In today’s For Better or For Worse, we had the conclusion of the Becky and her music career sequence that began during the Grade 8 grad in July, 2005. Lynn Johnston seems to be in the mode not only to think of her work like a graphic novel, but considering the collections only span about 9 months, her work spans over a series of graphic novels. You would have to be an avid reader to realize that this storyline with Becky is very much a duplicate of the “Becky loves boys a little too much” sequence from early 2005. Like today’s For Better or For Worse, it ended up in a girls’ washroom. It would take at least 3 collections to follow this story if the story is collected in its chronological order. The other possibility is that Lynn is thinking of taking each separate storyline and creating graphic novels only involving that storyline. If she were to do that, she could probably fit the whole April and Becky story together in collection entitled, “My Best Friend is One of the Them – Singing Sluts.”

I decided to continue with my tactic of applying reality to the plot situation except with the twist that after April praises Becky, Jeremy Jones is the one who gets blamed for everything. I had Shannon Lake praise April for being nice to Becky, after being mean to Becky, because the strip today seemed to be like an “Oh God! We only have one strip left this week” moment. Michael Patterson praised April for making up with her reformed evil personality. And Howard went on a strange trip with Marjee Mahaha.

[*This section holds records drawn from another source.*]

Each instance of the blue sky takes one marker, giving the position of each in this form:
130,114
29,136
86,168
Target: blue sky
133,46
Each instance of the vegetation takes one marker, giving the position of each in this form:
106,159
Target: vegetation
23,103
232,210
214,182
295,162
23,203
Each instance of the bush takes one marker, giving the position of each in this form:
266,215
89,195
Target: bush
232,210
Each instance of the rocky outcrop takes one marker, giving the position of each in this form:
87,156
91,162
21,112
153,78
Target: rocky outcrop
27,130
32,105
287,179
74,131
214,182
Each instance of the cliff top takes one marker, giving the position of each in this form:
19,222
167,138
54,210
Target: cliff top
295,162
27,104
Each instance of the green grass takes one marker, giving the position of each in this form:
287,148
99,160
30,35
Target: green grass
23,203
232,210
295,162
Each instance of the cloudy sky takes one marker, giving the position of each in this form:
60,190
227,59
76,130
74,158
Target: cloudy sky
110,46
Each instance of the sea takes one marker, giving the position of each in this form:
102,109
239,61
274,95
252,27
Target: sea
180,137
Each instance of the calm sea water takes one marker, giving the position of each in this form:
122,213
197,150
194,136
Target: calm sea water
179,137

I spend the day with my daughter going to her first chess tournament and my son to his second year of chess tournaments. This is an event that is dominated by boys, and I found it interesting that there was a poster for a girls-only chess event posted on the wall at the tournament, specifically mentioning that it was there to encourage girls to do chess. This made no sense to me. Chess is not any kind of physical sport which requires upper body strength, nor is it unpleasant to play, so I have no idea why girls would avoid it.

2 Comments:

Blogger April Patterson said...

Though, as you point out, chess does tend to skew male. It sounds as though they were trying to counteract that tendency.

My brother was always heavily into chess, and I never saw the appeal. Did you and your sisters follow that pattern?

5:31 AM  
Blogger howard said...

Both sisters played chess. To my knowledge there were no chess tournaments in my section of the country; so I don't know if they would have participated in those things.

There is definitely some skewing going on though as far as cultures go. There is a much higher percentage of kids from India/Pakistan or Japanese/Korean backgrounds participating, and most of the girls who participate come from that background. These populations are very small as a part of the overall Tucson population (less 2 percent), but you wouldn't know it looking at kid's chess tournament.